Proposal for fixing dchar ranges
John Colvin
john.loughran.colvin at gmail.com
Mon Mar 10 12:30:00 PDT 2014
On Monday, 10 March 2014 at 18:09:51 UTC, Steven Schveighoffer
wrote:
> On Mon, 10 Mar 2014 14:01:45 -0400, John Colvin
> <john.loughran.colvin at gmail.com> wrote:
>
>> On Monday, 10 March 2014 at 17:54:49 UTC, Steven Schveighoffer
>> wrote:
>>> On Mon, 10 Mar 2014 13:06:08 -0400, Brad Anderson
>>> <eco at gnuk.net> wrote:
>>>
>>>> It seems like this would be an even bigger breaking change
>>>> than Walter's proposal though (right or wrong, slicing
>>>> strings is very common).
>>>
>>> You're the second person to mention that, I was not planning
>>> on disabling string slicing.
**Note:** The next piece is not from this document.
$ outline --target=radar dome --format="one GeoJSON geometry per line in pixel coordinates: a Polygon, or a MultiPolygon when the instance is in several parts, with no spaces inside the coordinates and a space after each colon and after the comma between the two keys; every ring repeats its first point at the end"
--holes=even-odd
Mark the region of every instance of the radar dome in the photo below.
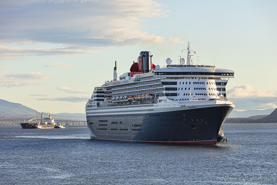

Just random access to individual
>>> chars, and probably .length.
>>>
>>> -Steve
>>
>> How is slicing any better than indexing?
>
> Because one can slice out a multi-code-unit code point, one
> cannot access it via index. Strings would be horribly crippled
> without slicing. Without indexing, they are fine.
>
> A possibility is to allow index, but actually decode the code
> point at that index (error on invalid index). That might
> actually be the correct mechanism.
>
> -Steve
In order to be correct, both require exactly the same knowledge:
The beginning of a code point, followed by the end of a code
point. In the indexing case they just happen to be the same
code-point and happen to be one code unit from each other. I
don't see how one is any more or less errror-prone or
fundamentally wrong than the other.
I do understand that slicing is more important however.